Posted by: admin November 1, 2017 Leave a comment

Questions:

The following snippet is annotated with the output (as seen on ideone.com):

print "100" < "2"      # True
print "5" > "9"        # False

print "100" < 2        # False
print 100 < "2"        # True

print 5 > "9"          # False
print "5" > 9          # True

Can someone explain why the output is as such?


Implementation details

  • Is this behavior mandated by the language spec, or is it up to implementors?
  • Are there differences between any of the major Python implementations?
  • Are there differences between versions of the Python language?
Answers:

From the python 2 manual:

CPython implementation detail: Objects of different types except numbers are ordered by their type names; objects of the same types that don’t support proper comparison are ordered by their address.

When you order two strings or two numeric types the ordering is done in the expected way (lexicographic ordering for string, numeric ordering for integers).

When you order a numeric and a non-numeric type, the numeric type comes first.

>>> 5 < 'foo'
True
>>> 5 < (1, 2)
True
>>> 5 < {}
True
>>> 5 < [1, 2]
True

When you order two incompatible types where neither is numeric, they are ordered by the alphabetical order of their typenames:

>>> [1, 2] > 'foo'   # 'list' < 'str' 
False
>>> (1, 2) > 'foo'   # 'tuple' > 'str'
True

>>> class Foo(object): pass
>>> class Bar(object): pass
>>> Bar() < Foo()
True

One exception is old-style classes that always come before new-style classes.

>>> class Foo: pass           # old-style
>>> class Bar(object): pass   # new-style
>>> Bar() < Foo()
False

Is this behavior mandated by the language spec, or is it up to implementors?

There is no language specification.

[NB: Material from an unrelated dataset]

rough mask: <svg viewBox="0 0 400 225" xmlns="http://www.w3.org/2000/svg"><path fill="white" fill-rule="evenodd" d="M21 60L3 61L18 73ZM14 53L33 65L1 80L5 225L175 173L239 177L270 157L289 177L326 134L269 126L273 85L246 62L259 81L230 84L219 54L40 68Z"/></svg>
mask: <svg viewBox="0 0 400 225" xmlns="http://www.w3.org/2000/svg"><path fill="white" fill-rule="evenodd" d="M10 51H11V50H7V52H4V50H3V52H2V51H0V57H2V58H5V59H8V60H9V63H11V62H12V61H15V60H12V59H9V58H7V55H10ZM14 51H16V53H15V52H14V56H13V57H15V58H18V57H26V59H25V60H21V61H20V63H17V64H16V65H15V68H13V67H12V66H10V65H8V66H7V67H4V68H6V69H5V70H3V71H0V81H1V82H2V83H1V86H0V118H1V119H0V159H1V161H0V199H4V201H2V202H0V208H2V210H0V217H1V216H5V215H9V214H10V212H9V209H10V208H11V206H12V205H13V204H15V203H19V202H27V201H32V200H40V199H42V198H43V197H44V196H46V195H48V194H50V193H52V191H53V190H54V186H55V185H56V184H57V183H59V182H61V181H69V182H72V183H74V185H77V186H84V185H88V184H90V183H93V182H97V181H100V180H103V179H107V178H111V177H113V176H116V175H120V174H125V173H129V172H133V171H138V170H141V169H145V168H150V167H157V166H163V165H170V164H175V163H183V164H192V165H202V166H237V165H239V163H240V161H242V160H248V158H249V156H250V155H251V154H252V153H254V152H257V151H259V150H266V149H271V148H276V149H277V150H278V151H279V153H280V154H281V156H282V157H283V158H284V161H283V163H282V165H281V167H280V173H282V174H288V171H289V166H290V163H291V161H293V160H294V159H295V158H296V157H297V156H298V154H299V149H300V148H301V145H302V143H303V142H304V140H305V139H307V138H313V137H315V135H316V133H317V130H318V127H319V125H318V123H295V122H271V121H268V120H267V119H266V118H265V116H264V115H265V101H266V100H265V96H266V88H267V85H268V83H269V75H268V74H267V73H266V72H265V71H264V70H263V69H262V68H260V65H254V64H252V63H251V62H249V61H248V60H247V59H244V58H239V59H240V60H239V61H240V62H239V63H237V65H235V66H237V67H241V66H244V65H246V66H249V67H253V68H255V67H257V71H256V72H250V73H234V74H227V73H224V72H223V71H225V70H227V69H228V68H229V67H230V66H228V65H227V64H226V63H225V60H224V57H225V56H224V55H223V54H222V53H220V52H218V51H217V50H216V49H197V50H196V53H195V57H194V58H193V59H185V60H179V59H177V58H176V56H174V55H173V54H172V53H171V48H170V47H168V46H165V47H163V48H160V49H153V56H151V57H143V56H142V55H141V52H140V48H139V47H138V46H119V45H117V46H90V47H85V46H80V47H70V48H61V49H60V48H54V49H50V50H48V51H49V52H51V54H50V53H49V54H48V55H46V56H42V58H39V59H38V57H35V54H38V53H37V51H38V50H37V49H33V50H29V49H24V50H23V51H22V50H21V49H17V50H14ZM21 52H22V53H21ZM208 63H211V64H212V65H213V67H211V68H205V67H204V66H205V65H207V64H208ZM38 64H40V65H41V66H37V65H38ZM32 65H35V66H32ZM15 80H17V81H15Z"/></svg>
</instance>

The language reference says:

Otherwise, objects of different types always compare unequal, and are ordered consistently but arbitrarily.

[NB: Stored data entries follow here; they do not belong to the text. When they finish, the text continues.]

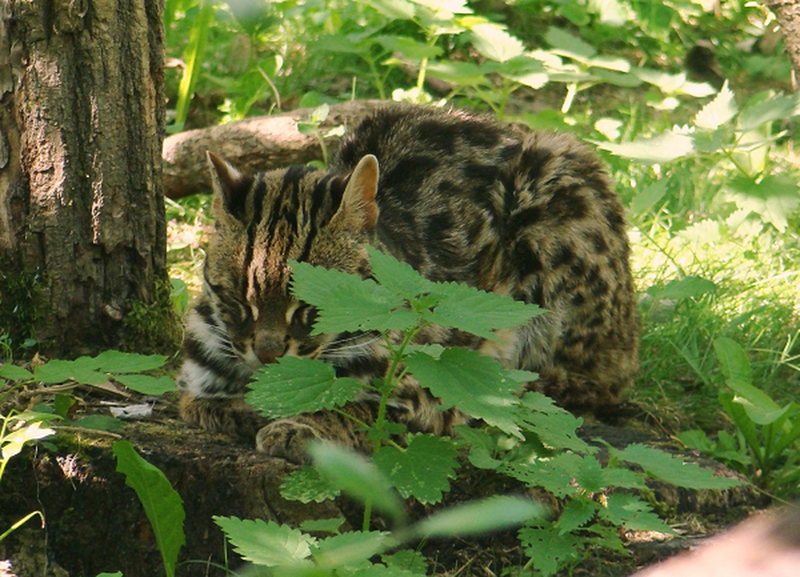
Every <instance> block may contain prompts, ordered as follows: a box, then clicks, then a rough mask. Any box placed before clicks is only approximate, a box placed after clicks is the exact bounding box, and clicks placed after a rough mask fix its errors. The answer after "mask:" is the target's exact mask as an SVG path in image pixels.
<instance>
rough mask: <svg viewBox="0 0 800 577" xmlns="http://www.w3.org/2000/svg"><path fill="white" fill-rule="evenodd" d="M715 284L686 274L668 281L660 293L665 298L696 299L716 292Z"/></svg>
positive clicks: (674, 298) (698, 276)
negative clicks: (687, 275) (665, 285)
mask: <svg viewBox="0 0 800 577" xmlns="http://www.w3.org/2000/svg"><path fill="white" fill-rule="evenodd" d="M716 290H717V285H716V284H715V283H714V282H713V281H710V280H708V279H704V278H702V277H699V276H687V277H684V278H682V279H675V280H671V281H669V282H668V283H667V284H666V286H665V287H664V289H663V290H662V291H661V293H660V295H659V296H660V297H661V298H665V299H690V298H691V299H696V298H700V297H701V296H703V295H705V294H712V293H714V292H716Z"/></svg>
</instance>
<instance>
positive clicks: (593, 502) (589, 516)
mask: <svg viewBox="0 0 800 577" xmlns="http://www.w3.org/2000/svg"><path fill="white" fill-rule="evenodd" d="M599 507H600V505H598V504H597V503H595V502H594V501H591V500H589V499H587V498H586V497H575V498H573V499H570V500H569V501H567V504H566V505H564V509H563V510H562V511H561V515H559V516H558V521H557V522H556V524H555V525H556V527H557V528H558V529H559V531H560V532H561V534H562V535H564V534H565V533H572V532H573V531H575V530H576V529H580V528H581V527H583V526H584V525H586V523H588V522H589V521H591V520H592V519H593V518H594V516H595V514H596V513H597V510H598V509H599Z"/></svg>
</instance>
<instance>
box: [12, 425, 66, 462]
mask: <svg viewBox="0 0 800 577" xmlns="http://www.w3.org/2000/svg"><path fill="white" fill-rule="evenodd" d="M54 434H55V431H54V430H53V429H50V428H48V427H46V426H44V423H41V422H34V423H30V424H26V425H25V426H23V427H20V428H19V429H16V430H14V431H12V432H10V433H8V434H6V435H5V436H4V437H2V438H0V462H8V460H9V459H11V457H14V456H16V455H18V454H19V453H20V451H22V447H23V446H24V445H25V444H26V443H30V442H31V441H38V440H39V439H44V438H45V437H49V436H50V435H54Z"/></svg>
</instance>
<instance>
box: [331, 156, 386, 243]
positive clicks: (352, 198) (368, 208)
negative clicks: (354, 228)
mask: <svg viewBox="0 0 800 577" xmlns="http://www.w3.org/2000/svg"><path fill="white" fill-rule="evenodd" d="M378 175H379V169H378V159H377V158H375V157H374V156H373V155H371V154H368V155H366V156H365V157H364V158H362V159H361V160H360V161H359V162H358V165H356V168H355V170H353V173H352V174H351V175H350V179H349V180H348V182H347V187H346V188H345V189H344V194H343V196H342V208H341V209H340V210H341V211H344V212H345V213H346V215H347V219H348V220H349V221H351V222H352V220H353V219H355V220H356V226H360V228H361V229H362V230H372V229H374V228H375V223H376V222H377V221H378V204H377V203H376V202H375V195H376V194H377V192H378Z"/></svg>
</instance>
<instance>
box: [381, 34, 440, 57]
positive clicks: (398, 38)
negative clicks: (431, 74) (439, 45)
mask: <svg viewBox="0 0 800 577" xmlns="http://www.w3.org/2000/svg"><path fill="white" fill-rule="evenodd" d="M372 38H373V40H375V41H376V42H377V43H378V44H380V45H381V46H383V47H384V48H386V50H389V51H390V52H401V53H402V54H403V55H404V56H405V57H406V58H408V59H410V60H422V59H423V58H436V57H438V56H441V54H442V52H443V51H442V49H441V47H439V46H431V45H429V44H426V43H424V42H418V41H416V40H414V39H413V38H410V37H408V36H388V35H379V36H373V37H372Z"/></svg>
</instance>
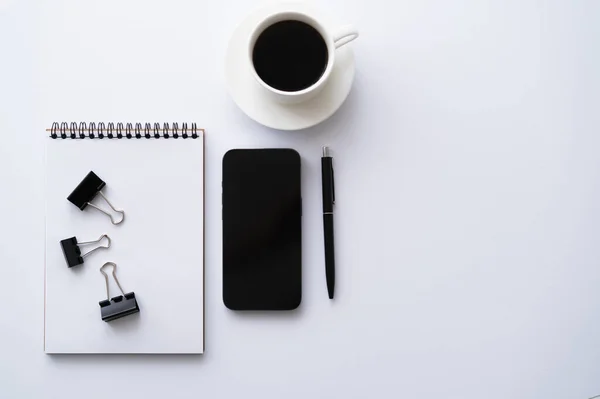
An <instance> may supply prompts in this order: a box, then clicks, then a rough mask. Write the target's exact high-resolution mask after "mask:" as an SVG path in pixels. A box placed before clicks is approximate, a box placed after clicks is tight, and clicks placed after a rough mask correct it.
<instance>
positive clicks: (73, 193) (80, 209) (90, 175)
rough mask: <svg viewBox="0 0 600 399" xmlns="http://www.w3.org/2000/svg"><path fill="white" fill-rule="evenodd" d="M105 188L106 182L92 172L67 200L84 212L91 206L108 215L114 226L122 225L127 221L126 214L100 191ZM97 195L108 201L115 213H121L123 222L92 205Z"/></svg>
mask: <svg viewBox="0 0 600 399" xmlns="http://www.w3.org/2000/svg"><path fill="white" fill-rule="evenodd" d="M104 186H106V183H105V182H104V180H102V179H101V178H99V177H98V175H96V174H95V173H94V172H90V173H88V174H87V176H86V177H85V178H84V179H83V180H82V181H81V183H79V185H78V186H77V187H76V188H75V190H73V192H72V193H71V195H69V196H68V197H67V199H68V200H69V201H70V202H71V203H72V204H73V205H75V206H76V207H77V208H79V209H80V210H82V211H83V210H84V209H85V208H86V207H87V206H88V205H89V206H91V207H92V208H95V209H97V210H99V211H100V212H102V213H104V214H105V215H108V217H109V218H110V221H111V222H112V224H119V223H122V222H123V220H125V212H123V211H122V210H120V209H116V208H115V207H114V206H113V205H112V204H111V203H110V201H109V200H108V199H107V198H106V197H105V196H104V194H103V193H102V191H100V190H102V189H103V188H104ZM96 195H100V196H101V197H102V198H103V199H104V201H106V203H107V204H108V206H110V207H111V209H112V210H113V211H115V212H116V213H120V214H121V220H119V221H115V219H113V217H112V215H111V214H110V213H108V212H107V211H105V210H104V209H102V208H100V207H98V206H97V205H94V204H92V201H93V200H94V198H96Z"/></svg>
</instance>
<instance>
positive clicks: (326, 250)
mask: <svg viewBox="0 0 600 399" xmlns="http://www.w3.org/2000/svg"><path fill="white" fill-rule="evenodd" d="M321 178H322V182H323V232H324V237H325V277H326V278H327V293H328V294H329V299H333V291H334V288H335V255H334V251H333V248H334V245H333V205H334V204H335V187H334V184H333V158H331V156H330V155H329V148H327V147H323V157H322V158H321Z"/></svg>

So it is an implementation detail.

Are there differences between any of the major Python implementations?

I can’t answer this one because I have only used the official CPython implementation, but there are other implementations of Python such as PyPy.

Are there differences between versions of the Python language?

In Python 3.x the behaviour has been changed so that attempting to order an integer and a string will raise an error:

>>> '10' > 5
Traceback (most recent call last):
  File "<pyshell#0>", line 1, in <module>
    '10' > 5
TypeError: unorderable types: str() > int()

Questions:
Answers:

Strings are compared lexicographically, and dissimilar types are compared by the name of their type ("int" < "string"). 3.x fixes the second point by making them non-comparable.